Although likes and dislikes are highly personal, a developer who is “worth his or her salt” will highlight features of the Python language that are generally considered advantageous (which also helps answer the question of what Python is “particularly good for”). Some of the more common valid answers to this question include:
- Ease of use and ease of refactoring, thanks to the flexibility of Python’s syntax, which makes it especially useful for rapid prototyping.
- More compact code, thanks again to Python’s syntax, along with a wealth of functionally-rich Python libraries (distributed freely with most Python language implementations).
- A dynamically-typed and strongly-typed language, offering the rare combination of code flexibility while at the same time avoiding pesky implicit-type-conversion bugs.
- It’s free and open source! Need we say more?
With regard to the question of when using Python is the “right choice” for a project, the complete answer also depends on a number of issues orthogonal to the language itself, such as prior technology investment, skill set of the team, and so on. Although the question as stated above implies interest in a strictly technical answer, a developer who will raise these additional issues in an interview will always “score more points” with me since it indicates an awareness of, and sensitivity to, the “bigger picture” (i.e., beyond just the technology being employed). Conversely, a response that Python is always the right choice is a clear sign of an unsophisticated developer.
Q: What are some drawbacks of the Python language?
For starters, if you know a language well, you know its drawbacks, so responses such as “there’s nothing I don’t like about it” or “it has no drawbacks” are very telling indeed.
The two most common valid answers to this question (by no means intended as an exhaustive list) are:
- The Global Interpreter Lock (GIL). CPython (the most common Python implementation) is not fully thread safe. In order to support multi-threaded Python programs, CPython provides a global lock that must be held by the current thread before it can safely access Python objects. As a result, no matter how many threads or processors are present, only one thread is ever being executed at any given time. In comparison, it is worth noting that the PyPy implementation discussed earlier in this article provides a stackless mode that supports micro-threads for massive concurrency.
- Execution speed. Python can be slower than compiled languages since it is interpreted. (Well, sort of. See our earlier discussion on this topic.)

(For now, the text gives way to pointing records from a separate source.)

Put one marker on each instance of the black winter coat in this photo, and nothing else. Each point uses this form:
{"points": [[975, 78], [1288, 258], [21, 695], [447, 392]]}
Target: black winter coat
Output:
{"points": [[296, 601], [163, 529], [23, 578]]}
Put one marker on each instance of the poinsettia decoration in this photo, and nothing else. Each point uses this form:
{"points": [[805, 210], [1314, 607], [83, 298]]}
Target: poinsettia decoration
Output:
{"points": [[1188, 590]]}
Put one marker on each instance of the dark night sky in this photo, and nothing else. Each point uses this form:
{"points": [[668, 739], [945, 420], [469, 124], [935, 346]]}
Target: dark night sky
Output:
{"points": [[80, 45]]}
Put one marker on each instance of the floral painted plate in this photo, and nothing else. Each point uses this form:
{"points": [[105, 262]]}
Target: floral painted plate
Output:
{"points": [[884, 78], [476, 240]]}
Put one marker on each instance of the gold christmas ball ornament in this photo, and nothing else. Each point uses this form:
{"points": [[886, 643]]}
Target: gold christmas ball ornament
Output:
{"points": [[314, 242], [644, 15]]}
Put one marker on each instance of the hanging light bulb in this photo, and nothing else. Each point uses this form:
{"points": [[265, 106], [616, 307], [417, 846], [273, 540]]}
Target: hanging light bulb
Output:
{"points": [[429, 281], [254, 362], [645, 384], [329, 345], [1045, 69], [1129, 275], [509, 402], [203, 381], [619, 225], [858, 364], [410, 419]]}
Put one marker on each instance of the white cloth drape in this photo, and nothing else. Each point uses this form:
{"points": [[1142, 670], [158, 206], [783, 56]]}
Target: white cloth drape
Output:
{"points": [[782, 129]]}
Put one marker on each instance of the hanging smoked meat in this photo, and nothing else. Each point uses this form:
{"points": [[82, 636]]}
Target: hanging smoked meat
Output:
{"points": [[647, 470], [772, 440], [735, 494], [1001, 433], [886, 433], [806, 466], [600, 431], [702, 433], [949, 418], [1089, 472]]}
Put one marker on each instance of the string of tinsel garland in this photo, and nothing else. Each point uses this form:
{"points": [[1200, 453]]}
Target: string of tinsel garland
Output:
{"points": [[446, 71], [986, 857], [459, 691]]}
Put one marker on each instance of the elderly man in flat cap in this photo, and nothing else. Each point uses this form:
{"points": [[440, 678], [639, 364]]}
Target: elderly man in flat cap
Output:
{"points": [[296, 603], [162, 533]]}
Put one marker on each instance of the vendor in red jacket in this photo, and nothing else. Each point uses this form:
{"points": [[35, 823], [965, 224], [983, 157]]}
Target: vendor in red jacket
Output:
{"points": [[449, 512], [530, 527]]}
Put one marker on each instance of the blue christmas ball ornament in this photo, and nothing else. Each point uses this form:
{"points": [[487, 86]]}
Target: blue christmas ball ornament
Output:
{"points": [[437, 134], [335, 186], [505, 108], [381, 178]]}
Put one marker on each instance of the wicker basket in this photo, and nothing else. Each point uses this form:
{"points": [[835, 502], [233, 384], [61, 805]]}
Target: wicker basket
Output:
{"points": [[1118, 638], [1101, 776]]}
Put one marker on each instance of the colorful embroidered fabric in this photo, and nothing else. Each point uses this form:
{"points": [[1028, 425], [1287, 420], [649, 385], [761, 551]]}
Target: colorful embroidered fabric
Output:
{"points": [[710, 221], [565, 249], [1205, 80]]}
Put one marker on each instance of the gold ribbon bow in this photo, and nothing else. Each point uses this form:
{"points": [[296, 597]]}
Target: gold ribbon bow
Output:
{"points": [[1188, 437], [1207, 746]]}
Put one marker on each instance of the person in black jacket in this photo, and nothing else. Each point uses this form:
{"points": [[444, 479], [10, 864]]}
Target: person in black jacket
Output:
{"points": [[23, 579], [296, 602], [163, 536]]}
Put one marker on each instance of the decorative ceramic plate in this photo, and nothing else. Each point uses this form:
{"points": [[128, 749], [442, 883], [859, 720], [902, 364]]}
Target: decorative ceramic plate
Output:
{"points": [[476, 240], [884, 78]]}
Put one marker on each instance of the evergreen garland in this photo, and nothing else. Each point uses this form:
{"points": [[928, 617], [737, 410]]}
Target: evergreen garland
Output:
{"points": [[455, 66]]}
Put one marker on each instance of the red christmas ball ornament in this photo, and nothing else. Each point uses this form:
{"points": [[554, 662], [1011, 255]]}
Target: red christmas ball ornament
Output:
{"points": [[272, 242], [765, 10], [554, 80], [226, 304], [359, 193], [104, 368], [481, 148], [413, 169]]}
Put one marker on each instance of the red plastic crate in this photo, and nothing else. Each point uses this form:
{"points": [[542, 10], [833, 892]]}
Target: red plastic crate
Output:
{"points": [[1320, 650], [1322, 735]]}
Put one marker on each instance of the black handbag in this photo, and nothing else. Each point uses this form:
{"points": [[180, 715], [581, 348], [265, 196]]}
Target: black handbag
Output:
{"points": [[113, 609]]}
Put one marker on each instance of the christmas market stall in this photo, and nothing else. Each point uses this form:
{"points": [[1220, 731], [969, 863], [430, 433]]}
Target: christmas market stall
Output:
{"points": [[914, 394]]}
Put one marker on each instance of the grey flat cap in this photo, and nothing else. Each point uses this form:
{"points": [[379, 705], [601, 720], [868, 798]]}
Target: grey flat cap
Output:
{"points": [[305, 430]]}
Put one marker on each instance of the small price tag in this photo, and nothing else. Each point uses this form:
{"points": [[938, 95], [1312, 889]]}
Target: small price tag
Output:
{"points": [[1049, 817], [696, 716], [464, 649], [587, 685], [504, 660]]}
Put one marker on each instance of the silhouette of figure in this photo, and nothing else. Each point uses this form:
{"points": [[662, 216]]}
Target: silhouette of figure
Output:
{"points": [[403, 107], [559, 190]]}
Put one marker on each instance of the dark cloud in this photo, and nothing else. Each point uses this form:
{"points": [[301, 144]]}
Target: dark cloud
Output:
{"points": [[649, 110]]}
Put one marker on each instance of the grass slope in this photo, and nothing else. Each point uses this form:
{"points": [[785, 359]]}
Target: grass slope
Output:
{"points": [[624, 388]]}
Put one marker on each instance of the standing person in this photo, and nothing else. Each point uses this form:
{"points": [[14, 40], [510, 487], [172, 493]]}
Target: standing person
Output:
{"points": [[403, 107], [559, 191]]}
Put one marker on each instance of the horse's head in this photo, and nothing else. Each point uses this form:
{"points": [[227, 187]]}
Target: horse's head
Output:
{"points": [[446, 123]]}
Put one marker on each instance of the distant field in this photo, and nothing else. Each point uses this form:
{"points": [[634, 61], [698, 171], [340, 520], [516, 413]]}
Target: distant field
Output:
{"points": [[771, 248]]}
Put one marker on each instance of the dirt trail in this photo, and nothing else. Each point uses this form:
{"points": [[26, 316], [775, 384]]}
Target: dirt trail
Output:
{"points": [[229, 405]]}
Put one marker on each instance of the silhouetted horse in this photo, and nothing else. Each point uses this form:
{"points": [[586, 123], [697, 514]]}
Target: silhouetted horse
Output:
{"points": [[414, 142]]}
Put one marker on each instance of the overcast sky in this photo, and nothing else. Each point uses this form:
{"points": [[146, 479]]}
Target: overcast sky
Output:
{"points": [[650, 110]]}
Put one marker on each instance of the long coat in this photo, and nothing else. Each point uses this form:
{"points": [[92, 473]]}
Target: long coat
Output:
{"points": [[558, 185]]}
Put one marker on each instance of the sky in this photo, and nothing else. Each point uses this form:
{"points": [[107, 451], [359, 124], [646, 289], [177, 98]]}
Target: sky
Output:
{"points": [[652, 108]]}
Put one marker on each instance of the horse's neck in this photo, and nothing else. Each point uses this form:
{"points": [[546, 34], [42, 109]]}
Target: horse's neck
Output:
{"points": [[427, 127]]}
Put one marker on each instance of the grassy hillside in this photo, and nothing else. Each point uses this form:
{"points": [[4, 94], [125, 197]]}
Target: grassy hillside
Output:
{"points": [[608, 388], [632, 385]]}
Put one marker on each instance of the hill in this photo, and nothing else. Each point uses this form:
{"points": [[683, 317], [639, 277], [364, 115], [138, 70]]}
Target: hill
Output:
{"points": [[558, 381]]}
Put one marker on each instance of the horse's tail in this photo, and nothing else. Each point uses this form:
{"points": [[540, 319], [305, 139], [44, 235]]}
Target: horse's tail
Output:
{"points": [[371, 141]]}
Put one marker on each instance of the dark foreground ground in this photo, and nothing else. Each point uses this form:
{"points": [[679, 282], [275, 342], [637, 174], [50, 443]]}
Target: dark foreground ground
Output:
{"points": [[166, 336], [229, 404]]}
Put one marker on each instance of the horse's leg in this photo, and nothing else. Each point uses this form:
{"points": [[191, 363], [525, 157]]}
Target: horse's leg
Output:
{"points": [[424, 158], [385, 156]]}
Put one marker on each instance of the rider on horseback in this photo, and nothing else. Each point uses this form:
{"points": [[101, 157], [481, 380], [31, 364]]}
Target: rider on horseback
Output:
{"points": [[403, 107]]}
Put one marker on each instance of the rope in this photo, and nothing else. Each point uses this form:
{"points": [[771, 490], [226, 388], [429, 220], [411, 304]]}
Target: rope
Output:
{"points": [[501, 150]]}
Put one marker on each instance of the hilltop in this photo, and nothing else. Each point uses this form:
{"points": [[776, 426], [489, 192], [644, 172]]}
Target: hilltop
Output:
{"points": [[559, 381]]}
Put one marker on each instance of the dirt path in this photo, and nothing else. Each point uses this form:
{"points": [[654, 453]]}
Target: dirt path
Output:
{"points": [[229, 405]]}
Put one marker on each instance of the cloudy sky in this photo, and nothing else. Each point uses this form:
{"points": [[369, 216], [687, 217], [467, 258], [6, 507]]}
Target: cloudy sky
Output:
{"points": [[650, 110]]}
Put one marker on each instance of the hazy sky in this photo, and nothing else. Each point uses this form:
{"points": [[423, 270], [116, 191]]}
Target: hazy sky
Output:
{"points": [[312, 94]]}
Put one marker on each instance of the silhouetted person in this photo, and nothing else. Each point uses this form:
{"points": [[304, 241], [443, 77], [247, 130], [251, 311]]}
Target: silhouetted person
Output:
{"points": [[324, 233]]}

The questions and tips presented herein can be extremely valuable aids in identifying true Python development masters. We hope you find them to be a useful foundation for “separating the wheat from the chaff” in your quest for the elite few among Python software developers. Yet it is important to remember that these are merely intended as tools to be incorporated into the larger context of your overall recruiting toolbox and strategy.
And, for those who may have mistakenly read this guide hoping to learn how to capture a reptile (sorry dude, wrong kind of python!), we recommend instead checking out the Wildlife Foundation of Florida’s Python Challenge.